A new app successfully detects one of the telltale characteristics of autism in toddlers.
The technology could one day become an inexpensive and scalable early screening tool, the research suggests.
Researchers created the app to assess the eye gaze patterns of children while they watched short, strategically designed movies on an iPhone or iPad, then applied computer vision and machine learning to determine whether the child looked more often at the human in the video, or objects.
“We know that babies who have autism pay attention to the environment differently and are not paying as much attention to people,” says Geraldine Dawson, director of the Duke Center for Autism and Brain Development, and co-senior author of a study in JAMA Pediatrics.
“We can track eye gaze patterns in toddlers to assess risk for autism,” Dawson says. “This is the first time that we’ve been able to provide this type of assessment using only a smart phone or tablet. This study served as a proof-of-concept, and we’re very encouraged.”
In a sample clip from one of the child development digital app’s strategically designed movies, a man blows bubbles in the same frame that shows an inanimate object.
Eye gaze a clue for autism in toddlers
Dawson and colleagues, including lead author Zhuoqing Chang, postdoctoral associate in the electrical and computer engineering department, began collaborating several years ago to develop the app. In this latest version, the researchers strategically designed movies that would enable them to assess a young child’s preference for looking at objects more than at people.
One movie, for example, shows a cheerful woman playing with a top. She dominates one side of the screen while the top she is spinning is on the other side. Toddlers without autism scanned the entire screen throughout the video, focusing more often on the woman.
Toddlers later diagnosed with autism, however, more often focused on the side of the screen with the toy. Another similarly-designed movie showed a man blowing bubbles. The researchers observed differences in eye gaze patterns for toddlers with autism across several movies in the app.
Researchers have previously used eye-tracking to assess gaze patterns in people with autism, but this has required special equipment and expertise to analyze the gaze patterns.

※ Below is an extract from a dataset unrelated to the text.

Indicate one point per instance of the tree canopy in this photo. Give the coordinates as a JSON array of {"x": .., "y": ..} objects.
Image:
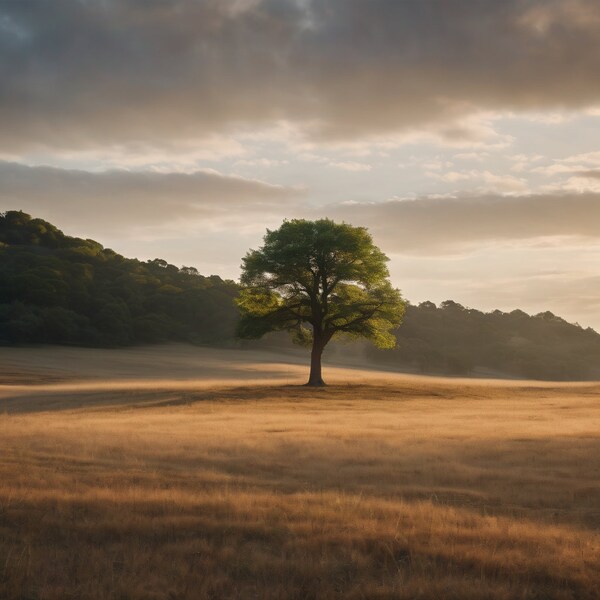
[{"x": 318, "y": 279}]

The app, which takes less than 10 minutes to administer and uses the front-facing camera to record the child’s behavior, only requires an iPhone or iPad, making it readily accessible to primary care clinics and useable in home settings.
“This was the technical achievement many years in the making,” Chang says. “It required our research team to design the movies in a specific way to elicit and measure the gaze patterns of attention using only a hand-held device.
“It’s amazing how far we’ve come to achieve this ability to assess eye gaze without specialized equipment, using a common device many have in their pocket.”
Greater access to autism screening
To test the device, the researchers included 993 toddlers ages 16-38 months; the average age was 21 months, when autism spectrum disorder (ASD) is often identified. Forty of the toddlers were diagnosed with ASD using gold-standard diagnostic methods.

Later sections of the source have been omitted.